Les dreadlocks restent une source de discrimination
couper les cheveux en 4•Difficile à caractériser et à condamner, le style capillaire reste une source de discrimination en entreprise (et ailleurs)Youssef Zein
Edit du 12 juillet 2024 à 15h15 : L'article a été mis à jour après les propos racistes qui ont visé le député Steevy Gustave à son arrivée à l'Assemblée nationale.
« T’es député toi ? Il faut te couper les cheveux. » Steevy Gustave, ancien producteur de rap, chorégraphe et par ailleurs ex-conseiller de Christiane Taubira, ne s'attendait pas à subir ce genre de remarques en pénétrant dans l'hémicycle. C'est pourtant l'accueil qui a été fait au nouveau député NFP pour son premier jour, le mercredi 10 juillet, à l'Assemblée nationale. Si Steevy Gustave a souhaité taire le nom de l'auteur de ces propos pour le moins déplacés, la réaction est d'autant plus étonnante qu'un texte contre la discrimination capillaire dans le monde du travail a été voté il y a quelques mois seulement au palais Bourbon. Car l'entreprise ne brosse pas toujours dans le sens de l'égalité. Quand ils sont crépus, notamment, les cheveux exposent leurs propriétaires à tout un tas de remarques et de clichés.

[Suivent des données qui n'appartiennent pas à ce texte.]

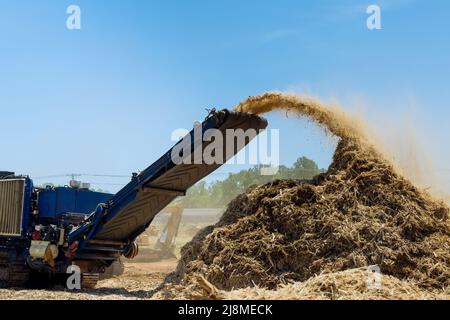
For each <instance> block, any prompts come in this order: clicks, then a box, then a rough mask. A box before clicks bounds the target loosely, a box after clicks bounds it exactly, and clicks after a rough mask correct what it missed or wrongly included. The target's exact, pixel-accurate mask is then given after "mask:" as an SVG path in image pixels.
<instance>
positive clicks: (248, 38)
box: [0, 0, 450, 191]
mask: <svg viewBox="0 0 450 320" xmlns="http://www.w3.org/2000/svg"><path fill="white" fill-rule="evenodd" d="M70 4H76V5H79V6H80V8H81V21H82V29H81V30H72V31H71V30H68V29H67V28H66V25H65V24H66V19H67V14H66V8H67V7H68V6H69V5H70ZM370 4H378V5H380V7H381V10H382V30H374V31H369V30H368V29H367V28H366V19H367V16H368V15H367V14H366V12H365V11H366V8H367V6H368V5H370ZM449 9H450V3H449V2H448V1H444V0H442V1H438V0H434V1H419V0H417V1H413V0H397V1H396V0H392V1H375V0H373V1H356V0H355V1H348V0H342V1H331V0H328V1H327V0H322V1H299V0H296V1H250V0H249V1H237V0H228V1H225V0H216V1H150V0H141V1H139V0H134V1H123V0H122V1H119V0H116V1H114V0H108V1H106V0H95V1H93V0H90V1H87V0H72V1H63V0H42V1H35V0H29V1H23V0H15V1H10V0H0V43H1V50H0V119H1V120H2V121H1V122H2V125H1V126H0V146H1V161H0V167H1V169H3V170H14V171H16V172H19V173H24V174H29V175H30V176H32V177H40V176H47V175H53V174H63V173H71V172H75V173H78V172H80V173H107V174H128V173H130V172H133V171H136V170H139V169H144V168H145V167H146V166H148V165H149V164H150V163H152V162H153V161H154V160H156V159H157V158H158V157H159V156H160V155H161V154H162V153H163V152H165V151H166V150H167V149H168V148H169V147H170V146H171V145H172V144H173V142H172V141H171V140H170V135H171V132H172V131H173V130H174V129H176V128H190V127H191V125H192V123H193V121H194V120H197V119H202V118H203V117H204V116H205V111H204V109H205V108H207V107H211V106H218V107H232V106H234V105H235V104H237V103H238V102H239V101H241V100H242V99H244V98H246V97H247V96H250V95H254V94H259V93H262V92H265V91H268V90H290V91H294V92H297V93H307V94H310V95H314V96H317V97H319V98H321V99H323V100H325V101H334V102H339V103H340V104H342V105H343V106H344V108H345V109H347V110H349V111H357V112H359V113H362V114H363V115H364V117H365V118H366V119H367V122H368V123H369V124H373V126H374V128H375V129H376V130H380V131H382V133H384V134H385V135H386V132H391V131H392V130H391V129H389V128H388V127H389V126H391V127H392V126H394V127H395V126H396V125H395V123H397V121H404V120H405V121H406V120H407V122H408V123H409V125H410V126H411V127H413V128H414V131H415V134H416V135H418V136H419V137H420V138H421V140H423V141H425V145H426V148H427V154H428V155H429V156H430V157H431V158H432V160H433V162H434V166H435V169H436V171H437V172H439V174H440V175H441V178H440V179H441V180H442V181H443V183H444V184H445V183H447V184H448V185H449V186H450V164H449V159H450V151H449V150H450V148H448V138H449V137H450V128H449V127H450V126H449V124H448V120H449V119H450V111H449V110H450V90H449V80H448V79H449V74H450V58H449V57H450V41H449V39H450V27H449V24H448V22H447V21H448V16H449V14H450V10H449ZM268 118H269V121H270V125H271V127H272V128H279V129H280V130H281V131H280V135H281V138H282V141H281V146H280V149H281V162H282V163H284V164H287V165H290V164H292V162H293V161H294V160H295V159H296V158H297V157H298V156H301V155H306V156H308V157H310V158H312V159H314V160H316V161H317V162H318V163H319V165H320V166H321V167H326V166H327V165H328V164H329V161H330V158H331V155H332V152H333V144H332V143H331V142H330V139H329V138H327V137H325V136H323V135H322V134H321V132H320V131H319V130H317V129H315V128H314V127H313V126H312V125H310V124H308V123H307V122H305V121H298V120H294V119H289V120H288V121H286V120H285V119H283V118H282V117H281V116H280V115H269V116H268ZM392 123H394V124H392ZM384 131H386V132H384ZM393 132H395V130H394V131H393ZM393 134H400V133H398V132H397V133H393ZM397 138H398V137H397ZM237 169H238V168H234V167H231V166H225V167H224V168H223V169H221V171H220V172H219V174H217V175H215V176H214V177H220V176H223V174H224V173H226V172H229V171H235V170H237ZM85 180H89V179H85ZM91 180H94V179H91ZM66 181H67V179H66V178H60V179H59V180H58V179H55V180H54V182H56V183H63V182H66ZM93 182H96V186H97V187H101V188H104V189H108V190H112V191H115V190H117V188H118V186H114V185H106V184H102V185H101V184H99V183H114V184H116V183H117V184H121V183H124V182H126V179H115V180H114V179H113V181H111V179H107V180H102V179H100V178H96V179H95V181H93ZM449 189H450V188H448V189H447V190H449Z"/></svg>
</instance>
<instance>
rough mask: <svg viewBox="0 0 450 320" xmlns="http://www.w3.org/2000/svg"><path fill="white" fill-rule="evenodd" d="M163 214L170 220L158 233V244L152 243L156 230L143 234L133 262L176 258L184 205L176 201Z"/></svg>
mask: <svg viewBox="0 0 450 320" xmlns="http://www.w3.org/2000/svg"><path fill="white" fill-rule="evenodd" d="M162 212H164V213H168V214H169V218H168V221H167V223H166V225H165V227H164V228H163V230H162V231H161V232H160V233H159V234H158V233H157V235H158V239H157V240H156V243H151V242H150V239H151V235H150V234H149V233H152V232H155V231H154V230H149V231H148V232H144V233H142V234H141V235H140V236H139V237H138V238H137V243H138V245H139V254H138V255H137V256H136V257H135V258H134V259H133V262H156V261H161V260H164V259H171V258H176V255H175V249H176V246H175V242H176V239H177V235H178V231H179V229H180V224H181V219H182V217H183V205H182V204H181V202H180V201H177V200H175V201H174V202H173V203H171V204H169V205H168V206H167V207H166V208H165V209H163V210H162ZM156 232H157V231H156ZM114 275H117V272H116V271H114Z"/></svg>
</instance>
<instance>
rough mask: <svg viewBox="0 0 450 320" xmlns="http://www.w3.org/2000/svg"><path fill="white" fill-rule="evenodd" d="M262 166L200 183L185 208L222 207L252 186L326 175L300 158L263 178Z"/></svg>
mask: <svg viewBox="0 0 450 320" xmlns="http://www.w3.org/2000/svg"><path fill="white" fill-rule="evenodd" d="M261 168H262V166H261V165H258V166H254V167H252V168H250V169H247V170H242V171H240V172H238V173H230V174H229V175H228V177H227V178H226V179H224V180H220V181H214V182H211V183H206V182H205V181H200V182H198V183H197V184H196V185H194V186H193V187H192V188H190V189H189V190H188V192H187V194H186V197H184V198H183V205H184V207H185V208H222V207H225V206H226V205H227V204H228V203H229V202H230V201H231V200H233V199H234V198H235V197H236V196H238V195H239V194H241V193H243V192H245V191H246V190H247V189H248V188H249V187H250V186H252V185H262V184H265V183H268V182H270V181H273V180H276V179H300V180H308V179H312V178H313V177H314V176H316V175H318V174H319V173H321V172H323V169H322V170H321V169H319V167H318V165H317V163H316V162H314V161H313V160H311V159H308V158H307V157H300V158H298V159H297V161H295V163H294V164H293V165H292V166H291V167H287V166H283V165H282V166H280V167H279V170H278V172H277V174H275V175H270V176H265V175H261Z"/></svg>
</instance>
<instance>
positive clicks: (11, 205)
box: [0, 179, 25, 236]
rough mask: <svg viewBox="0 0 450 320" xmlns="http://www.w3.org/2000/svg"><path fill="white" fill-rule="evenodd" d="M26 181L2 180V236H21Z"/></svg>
mask: <svg viewBox="0 0 450 320" xmlns="http://www.w3.org/2000/svg"><path fill="white" fill-rule="evenodd" d="M24 192H25V179H13V180H0V236H20V234H21V231H22V213H23V202H24Z"/></svg>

Au point que certains employeurs ne se privent pas de discriminer sur la base de la coupe de cheveux. A noter que cette discrimination concerne essentiellement les personnes dites « racisées » : « En France [...], les personnes non-blanches sont conscientes des discriminations qui pèsent sur leurs cheveux. Elles se coiffent en fonction de leur carrière professionnelle », expliquait la journaliste et autrice Rokhaya Diallo dans nos lignes, en avril 2023. Une étude menée en 2023 par Dove Crown Studies montre qu’aux Etats-Unis, un quart des femmes noires pensent avoir déjà été recalées à un entretien d’embauche à cause de leur coupe de cheveux. Johan Zenou, avocat en droit social au barreau de Paris, parle de l’émergence de cette discrimination comme une tendance récente, importée des Etats-Unis. Il observe qu’aux yeux de beaucoup d’employeurs, « ces coiffures donnent une impression de négligence ».
Une évolution des sensibilités
Les manifestations du racisme et des discriminations dans le monde du travail ne datent pas d’hier, mais ces histoires de cheveux sont contemporaines. Pour Johan Zenou, si les débats autour de cette discrimination sont relativement récents, c’est parce qu’« il y a encore quelques décennies, on ne rencontrait pas ce genre de situations. Les discriminations habituelles étaient plus portées sur l’origine, l’orientation sexuelle, l’apparence physique ou encore le poids. La notion de discrimination capillaire a vraiment pu émerger grâce à la jurisprudence de l’affaire Aboubakar Toure. »
Cette affaire remonte à 2022. Un steward, Aboubakar Toure, a obtenu gain de cause en cassation (après deux échecs en première et deuxième instance) face à son employeur Air France qui l’interdisait de travailler coiffé de dreadlocks. Au-delà de cette jurisprudence majeure, Johan Zenou voit un avant et un après #MeToo : « Dans ce contexte, les droits individuels et fondamentaux sont au centre des préoccupations. C’est dans la logique des choses que le législateur ait fini par se saisir de cette discrimination capillaire avec ce projet de loi. »
Un projet de loi crucial
En attendant que la loi passe, les potentiels discriminés ne peuvent pas tous se permettre d’assigner les employeurs en justice comme l’a fait le steward d’Air France. Pour l’heure, dans ce genre de conflits, le juge procède à des appréciations in concreto – au cas par cas – avec la jurisprudence d’Aboubakar Toure comme référence et garde-fou : « Les voix sont timides parce que les gens n’osent pas forcément aller aux prud’hommes », explique Johan Zenou. « Les procédures sont aussi longues que coûteuses. Et la chose est tellement difficile à caractériser qu’il est impossible d’être certain de l’issue d’un tel contentieux. Mais c’est important que les justiciables portent le sujet, car ils participent à sa jurisprudence et à sa conclusion légale », poursuit-il. Ce texte, s’il est voté, pourrait ainsi beaucoup mieux protéger les potentiels discriminés et permettre à ceux qui le désirent de porter des dreadlocks, ou quelconque coupe qu’ils désirent arborer en milieu professionnel. En l’état, ils doivent malheureusement trop souvent prendre le pli.